Liam listened. When I was done, he handed me his journal and smiled.

Liam wrote the following

It is vital to know the difference between loneliness that feels draining, distractive, and upsetting; and desired solitude that is peaceful, creative, and restorative. I found that you suffer from six kinds of distractive loneliness.

  1. New-Place Loneliness by the nature of things may force a person into the embrace of solitude. Shutting oneself up for a long time may create a communicative barrier that will prevent a person from seeing an opportunity to meet people.
  2. No-Soulmate Loneliness, when intimate bounds are missing. A beloved person is a source of love energy. Missing a romantic partner fills the heart with silence that is not soothing but upsetting.
  3. Lack-of-Trust Loneliness is a pessimistic approach to life. If you do not believe in the existence of truly well-intentioned, kind, and helpful people — you do not believe in life itself.
  4. No-Time-for-Connection Loneliness is misleading. To throw oneself into daily occupations not leaving any space for yourself and for others is a big mistake. That time may be considered lost because there is no one to share the pleasures of your achievements with.
  5. I-Am-Different Loneliness is quite a mystical state of mind. It is good to be different, feel oneself unique. But there is a fine ground between feeling different and feeling superior. The first one is most often positive, rather than the other is for sure negative. To teleport oneself from negative to the positive side of uniqueness is extremely important. To achieve it, you just need to open your perception to the ability to see the individuality in others. The uniqueness of personality, when multiplied, creates a wonderful cocktail of human characters.
  6. Quiet-Presence Loneliness is the lack of companionable silence. Sometimes we need someone to be just there for us, present in the room but not intrusive into our thoughts. The knowledge that we are not alone adds a comforting element to our lives. It is always pleasant to enter a habitable place after the day’s strain and excitement, rather than to find no eyes to look into during dusk hours.

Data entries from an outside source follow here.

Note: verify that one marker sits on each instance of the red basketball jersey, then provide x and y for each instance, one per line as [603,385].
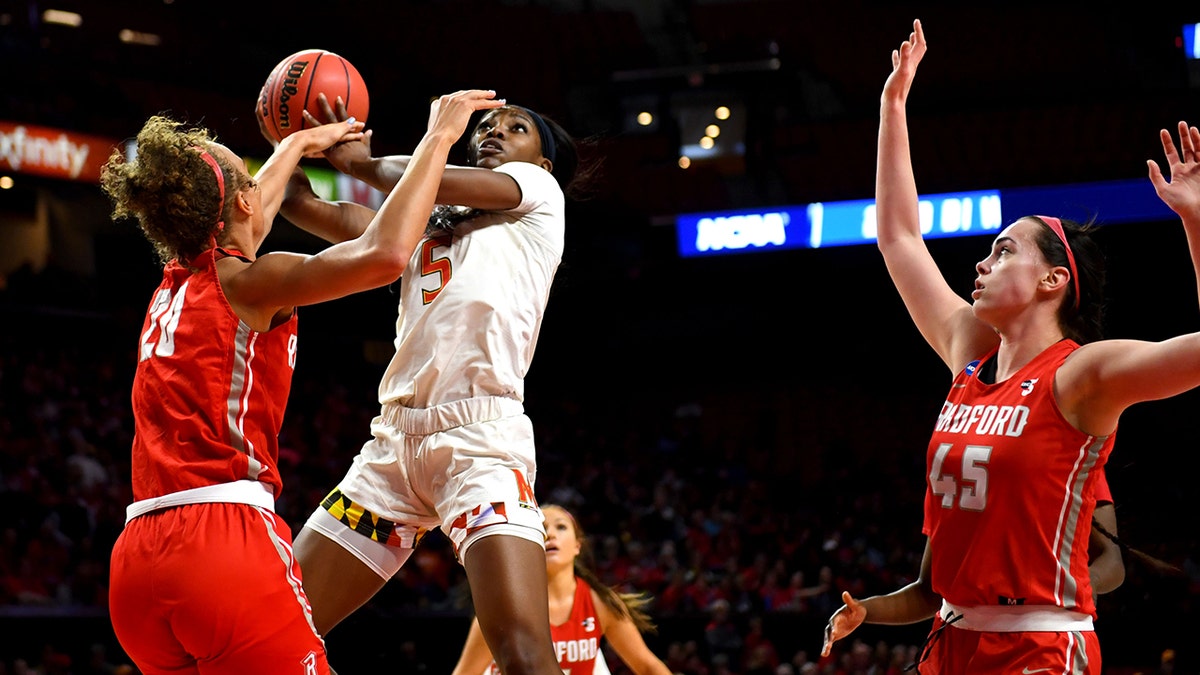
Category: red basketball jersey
[1011,491]
[209,392]
[577,640]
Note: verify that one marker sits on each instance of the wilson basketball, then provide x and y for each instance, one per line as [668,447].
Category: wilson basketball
[294,84]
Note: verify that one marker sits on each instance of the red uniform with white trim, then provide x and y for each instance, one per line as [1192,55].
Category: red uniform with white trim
[1008,512]
[577,639]
[209,392]
[203,577]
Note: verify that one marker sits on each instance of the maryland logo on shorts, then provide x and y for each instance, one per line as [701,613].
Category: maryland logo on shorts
[366,523]
[525,493]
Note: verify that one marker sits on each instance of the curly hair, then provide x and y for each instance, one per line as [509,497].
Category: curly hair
[171,189]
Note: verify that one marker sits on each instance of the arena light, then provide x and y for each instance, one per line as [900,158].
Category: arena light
[138,37]
[61,17]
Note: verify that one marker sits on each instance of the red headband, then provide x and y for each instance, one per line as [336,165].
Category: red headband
[1055,225]
[216,168]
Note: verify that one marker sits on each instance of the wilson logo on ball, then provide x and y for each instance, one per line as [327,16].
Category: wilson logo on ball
[295,82]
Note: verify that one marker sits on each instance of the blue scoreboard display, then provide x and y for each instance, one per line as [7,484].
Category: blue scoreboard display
[953,214]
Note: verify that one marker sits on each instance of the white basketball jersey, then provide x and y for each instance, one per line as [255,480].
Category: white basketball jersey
[472,302]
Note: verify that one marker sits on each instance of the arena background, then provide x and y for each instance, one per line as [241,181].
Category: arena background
[795,376]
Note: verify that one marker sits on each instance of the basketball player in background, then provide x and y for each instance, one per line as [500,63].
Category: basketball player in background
[203,578]
[582,610]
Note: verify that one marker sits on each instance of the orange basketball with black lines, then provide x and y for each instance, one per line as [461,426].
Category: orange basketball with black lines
[294,84]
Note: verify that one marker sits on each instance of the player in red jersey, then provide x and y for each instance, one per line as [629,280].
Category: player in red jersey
[1030,418]
[581,610]
[203,577]
[1105,569]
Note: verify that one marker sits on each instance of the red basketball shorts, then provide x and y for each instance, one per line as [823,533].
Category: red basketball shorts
[213,587]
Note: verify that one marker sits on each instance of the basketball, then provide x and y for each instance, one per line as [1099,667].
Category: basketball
[294,84]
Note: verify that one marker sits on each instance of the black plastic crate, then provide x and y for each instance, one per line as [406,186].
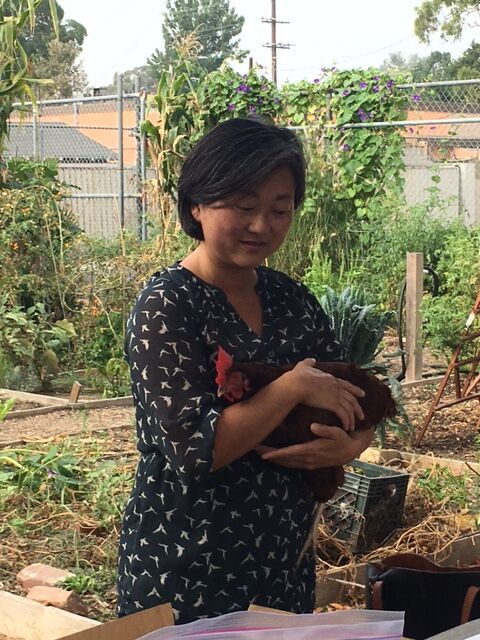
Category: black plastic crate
[368,507]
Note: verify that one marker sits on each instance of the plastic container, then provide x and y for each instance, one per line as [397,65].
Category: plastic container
[368,507]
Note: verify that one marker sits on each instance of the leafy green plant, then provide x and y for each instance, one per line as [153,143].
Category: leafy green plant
[440,484]
[80,583]
[28,339]
[55,473]
[5,407]
[358,325]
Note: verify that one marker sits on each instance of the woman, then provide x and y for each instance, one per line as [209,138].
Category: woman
[215,521]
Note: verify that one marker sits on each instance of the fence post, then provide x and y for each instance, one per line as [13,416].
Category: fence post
[36,153]
[140,159]
[414,317]
[121,176]
[143,165]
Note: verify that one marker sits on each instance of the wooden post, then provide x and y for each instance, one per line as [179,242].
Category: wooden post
[414,317]
[75,392]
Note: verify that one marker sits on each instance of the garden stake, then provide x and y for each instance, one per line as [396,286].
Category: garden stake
[463,392]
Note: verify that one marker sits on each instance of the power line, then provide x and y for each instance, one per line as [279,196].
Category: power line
[274,45]
[355,57]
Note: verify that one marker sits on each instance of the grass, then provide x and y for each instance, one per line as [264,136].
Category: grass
[62,504]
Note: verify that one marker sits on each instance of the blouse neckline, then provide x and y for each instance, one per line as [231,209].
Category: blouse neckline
[193,276]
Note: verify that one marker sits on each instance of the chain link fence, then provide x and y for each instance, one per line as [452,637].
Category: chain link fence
[101,154]
[442,147]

What you should do to recover after your loss

  • Stay open for others. Connect with people. Nurture relationships. You need to feel that you belong, to confide, to give and get support. Attempt to secure the favor of warm-hearted people. That will add peculiarity to your personality.
  • Give love and you will receive it back multiplied. Be generous and wrap your beloved people up in attention and affection. Your life will be full of light, of unmingled happiness, if you cherish faith in the best in people.

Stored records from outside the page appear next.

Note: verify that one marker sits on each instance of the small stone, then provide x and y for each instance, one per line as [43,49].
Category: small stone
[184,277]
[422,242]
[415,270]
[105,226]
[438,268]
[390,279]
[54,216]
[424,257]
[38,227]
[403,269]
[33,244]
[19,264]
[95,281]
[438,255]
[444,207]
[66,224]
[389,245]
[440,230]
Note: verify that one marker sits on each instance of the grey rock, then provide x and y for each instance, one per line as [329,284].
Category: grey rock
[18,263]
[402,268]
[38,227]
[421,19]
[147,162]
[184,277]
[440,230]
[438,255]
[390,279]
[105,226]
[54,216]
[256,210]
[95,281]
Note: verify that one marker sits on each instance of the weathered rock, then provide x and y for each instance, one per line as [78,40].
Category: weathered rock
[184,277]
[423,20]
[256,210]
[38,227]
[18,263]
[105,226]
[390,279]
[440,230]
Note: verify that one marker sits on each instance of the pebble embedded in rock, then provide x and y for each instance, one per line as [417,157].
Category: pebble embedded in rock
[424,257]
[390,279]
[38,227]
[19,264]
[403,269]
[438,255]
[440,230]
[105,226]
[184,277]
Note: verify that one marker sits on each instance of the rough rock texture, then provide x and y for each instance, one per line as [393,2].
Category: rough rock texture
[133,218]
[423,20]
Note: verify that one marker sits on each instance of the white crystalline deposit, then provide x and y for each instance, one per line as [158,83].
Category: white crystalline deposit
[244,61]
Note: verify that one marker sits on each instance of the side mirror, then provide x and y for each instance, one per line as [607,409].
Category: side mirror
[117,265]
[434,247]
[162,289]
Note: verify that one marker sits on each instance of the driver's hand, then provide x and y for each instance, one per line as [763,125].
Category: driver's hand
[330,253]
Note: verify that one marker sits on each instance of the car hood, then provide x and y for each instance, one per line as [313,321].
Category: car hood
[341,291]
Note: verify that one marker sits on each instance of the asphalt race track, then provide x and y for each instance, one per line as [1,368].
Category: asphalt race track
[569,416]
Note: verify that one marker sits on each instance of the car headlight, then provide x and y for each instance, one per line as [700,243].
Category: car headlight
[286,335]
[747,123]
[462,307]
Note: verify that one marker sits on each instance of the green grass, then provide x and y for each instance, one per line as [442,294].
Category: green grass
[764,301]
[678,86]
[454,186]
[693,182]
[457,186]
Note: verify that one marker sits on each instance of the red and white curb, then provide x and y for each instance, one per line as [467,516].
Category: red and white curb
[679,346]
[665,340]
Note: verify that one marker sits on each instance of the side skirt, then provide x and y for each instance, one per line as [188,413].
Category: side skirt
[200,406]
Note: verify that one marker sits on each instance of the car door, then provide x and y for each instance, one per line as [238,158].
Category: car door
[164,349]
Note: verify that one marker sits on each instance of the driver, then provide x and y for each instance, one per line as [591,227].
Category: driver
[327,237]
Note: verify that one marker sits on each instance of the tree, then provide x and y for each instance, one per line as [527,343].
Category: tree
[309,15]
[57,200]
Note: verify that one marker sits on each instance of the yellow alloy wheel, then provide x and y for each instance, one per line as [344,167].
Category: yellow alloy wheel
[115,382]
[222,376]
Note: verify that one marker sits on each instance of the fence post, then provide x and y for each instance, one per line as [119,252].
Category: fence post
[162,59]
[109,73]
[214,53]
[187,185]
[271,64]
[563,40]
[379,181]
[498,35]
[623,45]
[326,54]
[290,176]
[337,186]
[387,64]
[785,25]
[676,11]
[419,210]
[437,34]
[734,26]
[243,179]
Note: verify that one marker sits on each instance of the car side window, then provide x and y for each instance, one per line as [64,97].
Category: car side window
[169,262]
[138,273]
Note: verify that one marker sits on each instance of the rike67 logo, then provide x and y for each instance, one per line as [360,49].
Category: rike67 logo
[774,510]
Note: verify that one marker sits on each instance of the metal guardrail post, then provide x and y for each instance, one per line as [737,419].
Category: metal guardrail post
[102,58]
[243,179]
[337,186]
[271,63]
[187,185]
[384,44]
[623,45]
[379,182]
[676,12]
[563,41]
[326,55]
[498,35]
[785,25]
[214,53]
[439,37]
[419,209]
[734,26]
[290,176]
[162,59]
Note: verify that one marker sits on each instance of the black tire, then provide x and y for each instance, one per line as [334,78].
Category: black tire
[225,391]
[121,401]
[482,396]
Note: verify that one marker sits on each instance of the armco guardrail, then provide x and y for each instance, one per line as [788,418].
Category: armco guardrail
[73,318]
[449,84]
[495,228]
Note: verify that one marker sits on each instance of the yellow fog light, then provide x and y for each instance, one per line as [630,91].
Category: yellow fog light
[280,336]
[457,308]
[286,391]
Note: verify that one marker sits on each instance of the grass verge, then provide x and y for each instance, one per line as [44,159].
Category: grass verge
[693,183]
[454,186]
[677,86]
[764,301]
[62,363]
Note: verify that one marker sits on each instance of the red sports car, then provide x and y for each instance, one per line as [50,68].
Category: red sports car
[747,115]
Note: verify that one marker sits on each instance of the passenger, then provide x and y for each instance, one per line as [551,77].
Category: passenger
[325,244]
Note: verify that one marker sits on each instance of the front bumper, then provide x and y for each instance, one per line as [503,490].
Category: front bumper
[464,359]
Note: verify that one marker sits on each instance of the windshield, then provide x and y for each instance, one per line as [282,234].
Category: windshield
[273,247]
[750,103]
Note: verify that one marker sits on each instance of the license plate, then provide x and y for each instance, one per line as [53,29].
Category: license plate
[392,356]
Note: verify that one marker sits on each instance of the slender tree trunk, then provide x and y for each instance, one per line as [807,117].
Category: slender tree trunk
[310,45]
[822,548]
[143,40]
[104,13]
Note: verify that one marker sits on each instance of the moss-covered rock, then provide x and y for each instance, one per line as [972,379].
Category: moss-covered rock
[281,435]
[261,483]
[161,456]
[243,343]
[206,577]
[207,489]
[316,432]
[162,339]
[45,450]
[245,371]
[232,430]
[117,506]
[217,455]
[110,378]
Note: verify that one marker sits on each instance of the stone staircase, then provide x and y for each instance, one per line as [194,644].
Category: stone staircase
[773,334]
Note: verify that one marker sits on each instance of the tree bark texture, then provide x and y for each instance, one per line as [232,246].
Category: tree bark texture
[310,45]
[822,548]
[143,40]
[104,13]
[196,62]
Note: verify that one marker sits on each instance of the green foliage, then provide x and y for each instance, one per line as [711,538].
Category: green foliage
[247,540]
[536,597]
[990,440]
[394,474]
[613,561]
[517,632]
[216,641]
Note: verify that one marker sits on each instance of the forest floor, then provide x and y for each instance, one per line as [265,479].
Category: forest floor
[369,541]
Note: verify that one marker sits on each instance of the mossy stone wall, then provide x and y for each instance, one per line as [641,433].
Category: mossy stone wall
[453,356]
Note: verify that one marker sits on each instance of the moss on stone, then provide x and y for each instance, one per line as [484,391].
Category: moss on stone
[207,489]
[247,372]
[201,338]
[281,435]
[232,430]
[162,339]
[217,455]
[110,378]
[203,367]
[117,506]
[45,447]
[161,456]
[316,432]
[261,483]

This autistic boy changed my attitude toward life

Friendship, which before these days seemed impossible, crept in my life accompanied by blithesome music of this boy’s kind heart. That music taught me to value the treasures of the heart over any material possessions. I stopped feeling superior over others, admitting that I had tons to learn from simple people with little to boast of in terms of monetary luxuries, and so much in terms of values of the heart.

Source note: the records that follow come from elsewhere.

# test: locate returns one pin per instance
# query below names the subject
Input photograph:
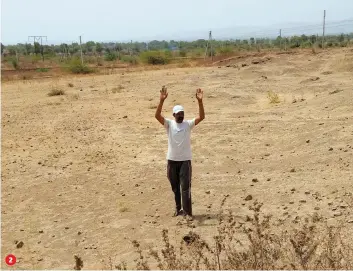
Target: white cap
(177, 109)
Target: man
(179, 156)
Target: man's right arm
(158, 114)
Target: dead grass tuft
(118, 89)
(56, 92)
(78, 263)
(255, 243)
(273, 97)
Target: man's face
(179, 117)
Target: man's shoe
(177, 212)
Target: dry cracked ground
(85, 173)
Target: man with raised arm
(179, 155)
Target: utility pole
(81, 51)
(41, 42)
(323, 30)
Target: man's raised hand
(164, 93)
(199, 94)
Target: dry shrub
(273, 97)
(56, 92)
(78, 263)
(256, 244)
(118, 89)
(75, 97)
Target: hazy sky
(116, 20)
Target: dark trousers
(179, 175)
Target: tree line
(135, 48)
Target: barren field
(85, 173)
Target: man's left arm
(199, 96)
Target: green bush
(154, 58)
(129, 59)
(224, 51)
(344, 43)
(182, 53)
(42, 70)
(14, 63)
(111, 56)
(75, 66)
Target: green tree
(37, 48)
(90, 45)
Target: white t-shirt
(179, 139)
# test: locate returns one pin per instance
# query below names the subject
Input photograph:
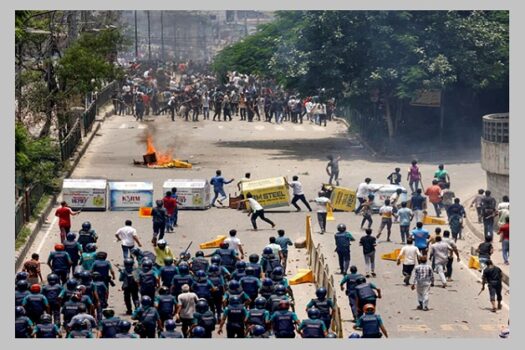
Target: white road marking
(45, 235)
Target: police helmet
(52, 278)
(86, 226)
(216, 259)
(234, 300)
(321, 292)
(314, 313)
(22, 275)
(91, 247)
(284, 305)
(202, 306)
(260, 302)
(108, 312)
(124, 326)
(234, 285)
(22, 285)
(258, 330)
(280, 289)
(198, 332)
(170, 325)
(145, 301)
(184, 268)
(20, 311)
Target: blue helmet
(184, 268)
(20, 311)
(124, 326)
(260, 303)
(145, 301)
(198, 332)
(321, 292)
(258, 330)
(170, 325)
(234, 300)
(314, 313)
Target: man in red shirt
(170, 204)
(64, 223)
(504, 231)
(434, 196)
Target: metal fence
(322, 276)
(25, 206)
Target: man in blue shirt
(421, 237)
(218, 183)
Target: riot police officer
(342, 247)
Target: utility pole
(136, 39)
(162, 34)
(149, 38)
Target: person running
(492, 276)
(369, 244)
(218, 183)
(414, 177)
(405, 216)
(387, 212)
(64, 219)
(323, 202)
(409, 253)
(332, 168)
(257, 211)
(298, 193)
(424, 277)
(128, 236)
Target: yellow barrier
(215, 243)
(303, 276)
(145, 212)
(432, 220)
(329, 213)
(473, 262)
(392, 255)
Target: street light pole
(136, 39)
(149, 38)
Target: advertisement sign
(270, 193)
(343, 199)
(192, 193)
(130, 195)
(85, 194)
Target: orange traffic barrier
(303, 276)
(215, 243)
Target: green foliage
(36, 160)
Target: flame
(162, 157)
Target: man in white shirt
(128, 236)
(257, 211)
(298, 193)
(410, 252)
(363, 190)
(235, 243)
(322, 205)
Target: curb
(481, 236)
(21, 253)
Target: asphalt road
(269, 150)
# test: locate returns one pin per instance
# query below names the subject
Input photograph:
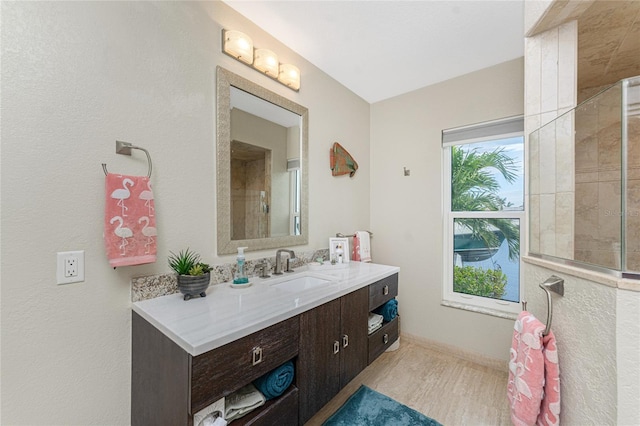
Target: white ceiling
(383, 48)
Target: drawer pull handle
(257, 355)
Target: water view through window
(487, 208)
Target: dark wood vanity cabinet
(380, 293)
(333, 349)
(329, 345)
(169, 385)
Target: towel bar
(125, 148)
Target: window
(484, 215)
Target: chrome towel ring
(125, 148)
(555, 284)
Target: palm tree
(475, 188)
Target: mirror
(262, 160)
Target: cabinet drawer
(279, 411)
(221, 371)
(383, 291)
(382, 339)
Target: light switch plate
(70, 267)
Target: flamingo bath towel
(129, 220)
(534, 379)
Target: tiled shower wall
(598, 213)
(550, 75)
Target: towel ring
(341, 235)
(555, 284)
(125, 148)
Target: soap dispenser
(240, 276)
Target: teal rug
(367, 407)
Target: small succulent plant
(187, 262)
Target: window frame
(467, 301)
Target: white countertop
(227, 314)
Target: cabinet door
(354, 344)
(318, 378)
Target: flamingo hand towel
(364, 246)
(534, 380)
(129, 221)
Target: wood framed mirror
(262, 167)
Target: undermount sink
(302, 282)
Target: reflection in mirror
(261, 167)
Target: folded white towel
(243, 401)
(209, 414)
(212, 420)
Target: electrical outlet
(70, 267)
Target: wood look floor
(450, 390)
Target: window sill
(480, 310)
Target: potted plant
(193, 275)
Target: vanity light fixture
(267, 62)
(289, 76)
(238, 45)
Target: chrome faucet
(278, 268)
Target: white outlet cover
(62, 256)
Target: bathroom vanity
(188, 355)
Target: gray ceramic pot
(193, 285)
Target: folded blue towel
(389, 310)
(275, 382)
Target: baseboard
(485, 361)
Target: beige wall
(76, 76)
(407, 211)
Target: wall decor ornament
(341, 162)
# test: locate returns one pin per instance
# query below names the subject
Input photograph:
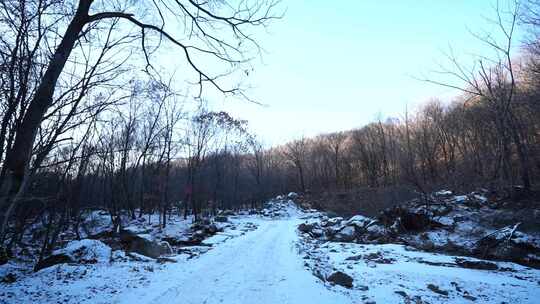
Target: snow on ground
(261, 259)
(393, 273)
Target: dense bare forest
(88, 121)
(102, 139)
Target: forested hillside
(103, 147)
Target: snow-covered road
(261, 266)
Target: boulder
(9, 278)
(341, 279)
(221, 219)
(305, 228)
(292, 195)
(227, 213)
(481, 265)
(52, 260)
(346, 234)
(144, 245)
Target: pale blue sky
(337, 65)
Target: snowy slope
(270, 263)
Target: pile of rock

When I let myself be open to the truest, warmest, soul-felt gratitude — I saw more smiling faces around. The reason was simple — the charming smile found its way to my face, and even though I had forgotten how to wear it, my gentle nature was always ready to master every positive skill all over again. I learned to share the devotion and affection of my nature so long locked and sealed inside my soul. This transformation brought deep and lasting relationships with other people.

My mind was firmly set on never to return to the sorrow and calamity of my past distractive life apprehensions. I intended to not let my positive spirit tarnish. My long suffered heart found the perfect formula for happiness, and the key element in it was a strong connection to other people.